Primeiro porque, oito anos passados, o famoso e milagroso regadio que iria resgatar o Alentejo continua a ser uma miragem, e nada indica que algum dia deixe de o ser. Praticamente não há áreas regadas com a água da albufeira, nas terras que já podem utilizar as suas águas os agricultores ainda não sabem quanto pagarão por ela e noutras onde os sistemas de rega deviam ter chegado houve muito boa gente que investiu e, depois, viu os equipamentos apodrecerem sem qualquer uso ou proveito. Ou seja, cumpriu-se a profecia dos que, como Ribeiro Teles, durante décadas, defenderam que o Alqueva não era solução e acabaria transformado em mais um "elefante branco".

Depois porque, ao realizarem a primeira descarga em oito anos, os responsáveis não trataram de garantir que os agricultores que, a jusante, possuem terras e gado, estavam todos avisados de que as águas do Guadiana podiam subir abruptamente. Resultado: 71 cabeças de gado morreram afogadas.

Triste forma de zelar pelos bens próprios e alheios.

O afastamento de Marcelo

Não há outra forma de designar o fim do programa As Escolhas de Marcelo: tratou-se de um acto censório destinado a calar uma voz incómoda e, também, imprevisível. O resto são desculpas. E más desculpas.

Objectivamente, o programa de comentário político de Marcelo Rebelo de Sousa, tendo tido melhores e piores momentos, manteve até ao fim bons níveis de audiência e um share acima da média da RTP1. Ou seja, acrescentava valor ao canal dito de serviço público. Querendo o próprio continuar a fazê-lo, a sua exclusão da grelha não deriva nem da vontade de Marcelo, nem de um qualquer raciocínio sobre o interesse dos telespectadores, que as audiências demonstravam existir.

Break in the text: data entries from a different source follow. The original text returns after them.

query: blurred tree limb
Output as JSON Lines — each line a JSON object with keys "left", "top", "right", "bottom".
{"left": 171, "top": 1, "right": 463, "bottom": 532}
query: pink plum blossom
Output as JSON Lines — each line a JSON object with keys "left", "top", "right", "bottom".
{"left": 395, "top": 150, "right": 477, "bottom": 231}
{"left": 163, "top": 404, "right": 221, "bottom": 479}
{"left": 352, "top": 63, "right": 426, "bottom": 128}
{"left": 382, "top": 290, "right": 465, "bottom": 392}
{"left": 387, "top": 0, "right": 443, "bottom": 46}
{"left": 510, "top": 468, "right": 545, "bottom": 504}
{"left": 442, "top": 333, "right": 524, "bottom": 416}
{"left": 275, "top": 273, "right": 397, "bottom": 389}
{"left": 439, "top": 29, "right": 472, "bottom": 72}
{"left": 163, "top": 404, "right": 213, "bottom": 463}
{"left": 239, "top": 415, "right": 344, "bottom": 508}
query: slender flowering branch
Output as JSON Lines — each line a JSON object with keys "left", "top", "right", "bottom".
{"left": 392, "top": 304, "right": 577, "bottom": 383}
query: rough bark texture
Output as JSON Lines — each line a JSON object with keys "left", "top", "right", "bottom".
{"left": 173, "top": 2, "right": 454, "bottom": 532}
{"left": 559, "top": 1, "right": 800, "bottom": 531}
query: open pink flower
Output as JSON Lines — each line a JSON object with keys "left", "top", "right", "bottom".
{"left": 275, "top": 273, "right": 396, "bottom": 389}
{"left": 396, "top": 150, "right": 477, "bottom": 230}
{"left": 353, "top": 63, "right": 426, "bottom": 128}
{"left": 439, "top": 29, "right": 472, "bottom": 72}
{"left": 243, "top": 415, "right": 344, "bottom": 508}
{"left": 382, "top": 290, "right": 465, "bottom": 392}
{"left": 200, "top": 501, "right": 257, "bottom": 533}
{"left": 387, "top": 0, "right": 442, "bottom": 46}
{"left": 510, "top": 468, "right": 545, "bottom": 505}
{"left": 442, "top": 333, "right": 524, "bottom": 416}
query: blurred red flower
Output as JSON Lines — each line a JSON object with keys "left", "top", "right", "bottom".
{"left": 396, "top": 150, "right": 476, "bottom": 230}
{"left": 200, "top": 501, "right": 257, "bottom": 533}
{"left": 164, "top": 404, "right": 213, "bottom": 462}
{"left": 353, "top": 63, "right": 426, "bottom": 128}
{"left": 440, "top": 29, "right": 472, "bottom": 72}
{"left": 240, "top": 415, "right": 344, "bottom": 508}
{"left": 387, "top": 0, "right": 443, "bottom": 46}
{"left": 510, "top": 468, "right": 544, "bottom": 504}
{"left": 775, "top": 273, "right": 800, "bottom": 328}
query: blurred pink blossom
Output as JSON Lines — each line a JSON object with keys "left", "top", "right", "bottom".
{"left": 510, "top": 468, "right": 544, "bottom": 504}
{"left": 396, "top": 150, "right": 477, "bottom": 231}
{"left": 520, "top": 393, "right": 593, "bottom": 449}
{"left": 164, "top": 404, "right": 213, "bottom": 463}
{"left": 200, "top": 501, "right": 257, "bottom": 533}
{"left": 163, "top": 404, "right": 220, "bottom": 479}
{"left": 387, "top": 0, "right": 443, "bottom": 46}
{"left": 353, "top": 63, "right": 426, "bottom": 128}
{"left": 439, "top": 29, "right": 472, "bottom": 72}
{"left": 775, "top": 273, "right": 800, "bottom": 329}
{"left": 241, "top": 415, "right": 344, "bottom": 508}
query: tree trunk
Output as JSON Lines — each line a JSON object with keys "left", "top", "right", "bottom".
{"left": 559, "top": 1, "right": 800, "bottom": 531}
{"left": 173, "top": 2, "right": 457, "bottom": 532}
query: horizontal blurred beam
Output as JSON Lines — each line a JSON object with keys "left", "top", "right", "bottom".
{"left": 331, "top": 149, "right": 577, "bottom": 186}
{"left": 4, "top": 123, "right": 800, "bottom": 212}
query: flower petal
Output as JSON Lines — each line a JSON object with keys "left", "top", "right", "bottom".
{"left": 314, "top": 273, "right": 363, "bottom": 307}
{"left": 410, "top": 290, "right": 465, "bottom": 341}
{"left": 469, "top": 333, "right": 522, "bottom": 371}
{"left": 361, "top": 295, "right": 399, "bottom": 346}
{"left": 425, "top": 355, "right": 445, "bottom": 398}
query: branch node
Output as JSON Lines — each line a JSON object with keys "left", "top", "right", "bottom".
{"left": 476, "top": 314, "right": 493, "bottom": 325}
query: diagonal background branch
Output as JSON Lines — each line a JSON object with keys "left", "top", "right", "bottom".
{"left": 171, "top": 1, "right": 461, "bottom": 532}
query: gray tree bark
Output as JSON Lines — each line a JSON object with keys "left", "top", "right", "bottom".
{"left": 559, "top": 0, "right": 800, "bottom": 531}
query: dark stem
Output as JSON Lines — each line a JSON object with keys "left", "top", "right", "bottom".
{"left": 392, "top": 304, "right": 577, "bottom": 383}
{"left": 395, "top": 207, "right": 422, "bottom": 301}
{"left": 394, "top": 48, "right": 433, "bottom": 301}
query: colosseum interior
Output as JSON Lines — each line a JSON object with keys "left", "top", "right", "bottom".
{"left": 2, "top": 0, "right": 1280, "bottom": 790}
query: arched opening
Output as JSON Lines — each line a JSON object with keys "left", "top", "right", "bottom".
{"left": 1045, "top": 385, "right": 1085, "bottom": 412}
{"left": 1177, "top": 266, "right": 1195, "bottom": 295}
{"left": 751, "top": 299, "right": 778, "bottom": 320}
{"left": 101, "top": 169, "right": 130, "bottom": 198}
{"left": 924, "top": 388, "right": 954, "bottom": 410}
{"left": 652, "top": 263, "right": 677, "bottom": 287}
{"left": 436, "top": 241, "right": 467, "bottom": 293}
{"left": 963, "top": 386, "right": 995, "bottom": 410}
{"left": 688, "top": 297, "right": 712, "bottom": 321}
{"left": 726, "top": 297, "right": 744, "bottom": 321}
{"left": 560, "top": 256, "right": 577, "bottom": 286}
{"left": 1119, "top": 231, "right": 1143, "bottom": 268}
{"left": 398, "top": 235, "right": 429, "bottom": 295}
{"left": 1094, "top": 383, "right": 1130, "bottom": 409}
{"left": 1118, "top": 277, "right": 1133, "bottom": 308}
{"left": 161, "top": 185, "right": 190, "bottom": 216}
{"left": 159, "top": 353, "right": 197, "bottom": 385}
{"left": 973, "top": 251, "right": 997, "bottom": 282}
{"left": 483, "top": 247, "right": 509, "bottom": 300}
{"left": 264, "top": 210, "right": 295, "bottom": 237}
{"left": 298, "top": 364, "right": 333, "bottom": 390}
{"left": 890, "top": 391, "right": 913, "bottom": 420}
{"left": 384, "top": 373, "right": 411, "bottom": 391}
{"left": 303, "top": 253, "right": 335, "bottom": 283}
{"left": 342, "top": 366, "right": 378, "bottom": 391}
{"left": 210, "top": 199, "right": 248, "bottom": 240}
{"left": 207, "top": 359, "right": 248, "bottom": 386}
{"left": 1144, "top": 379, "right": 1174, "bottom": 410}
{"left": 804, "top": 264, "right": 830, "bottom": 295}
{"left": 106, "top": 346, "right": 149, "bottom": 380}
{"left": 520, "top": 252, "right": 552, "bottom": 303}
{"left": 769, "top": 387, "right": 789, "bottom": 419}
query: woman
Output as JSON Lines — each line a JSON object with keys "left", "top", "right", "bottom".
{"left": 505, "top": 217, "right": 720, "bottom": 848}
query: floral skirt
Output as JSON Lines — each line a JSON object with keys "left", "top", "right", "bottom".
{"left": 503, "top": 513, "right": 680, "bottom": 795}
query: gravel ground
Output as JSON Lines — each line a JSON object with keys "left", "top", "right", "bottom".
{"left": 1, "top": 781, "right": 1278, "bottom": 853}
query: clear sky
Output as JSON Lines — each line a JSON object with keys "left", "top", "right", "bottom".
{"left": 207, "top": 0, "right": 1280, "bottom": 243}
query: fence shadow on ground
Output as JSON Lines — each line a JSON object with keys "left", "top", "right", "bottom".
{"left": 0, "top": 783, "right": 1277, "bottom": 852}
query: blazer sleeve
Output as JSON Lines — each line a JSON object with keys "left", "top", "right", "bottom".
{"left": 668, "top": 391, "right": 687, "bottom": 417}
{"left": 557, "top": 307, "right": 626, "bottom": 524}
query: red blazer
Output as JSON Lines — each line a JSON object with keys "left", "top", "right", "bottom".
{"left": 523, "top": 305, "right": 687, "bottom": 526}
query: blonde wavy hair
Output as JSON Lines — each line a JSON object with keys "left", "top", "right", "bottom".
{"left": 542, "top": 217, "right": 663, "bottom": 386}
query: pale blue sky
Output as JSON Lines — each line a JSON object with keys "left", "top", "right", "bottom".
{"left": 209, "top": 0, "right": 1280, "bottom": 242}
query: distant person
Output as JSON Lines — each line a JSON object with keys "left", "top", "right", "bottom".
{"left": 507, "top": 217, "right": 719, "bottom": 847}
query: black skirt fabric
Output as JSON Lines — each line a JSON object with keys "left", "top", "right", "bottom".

O argumento, rocambolesco, foi que o programa tinha de acabar para manter "o pluralismo", já que o programa gémeo, Notas Soltas, animado por António Vitorino, ia acabar por indisponibilidade do político socialista. Ora nada aqui faz sentido. Não faz sentido o argumento do pluralismo, pois este não se mede ao milímetro e Marcelo era muitas vezes mais duro para com o seu partido do que para com o PS e o Governo: ele valia como comentador e entertainer, pelo que as considerações da Entidade Reguladora para a Comunicação Social não tinham nem deviam ser seguidas à letra. E também não faz sentido acabar com aquele programa deixando no ar a suspeita de que, no PS ou na área do Governo, não existe ninguém à altura de Marcelo. Até pode ser verdade, mas isso não é um problema da RTP, é um problema do PS.

Estranhamente, não ocorreu agora nenhum escândalo público como o de 2004, quando Marcelo saiu da TVI. O que é um péssimo sinal: cada vez estamos mais habituados "a comer e a calar". Triste país.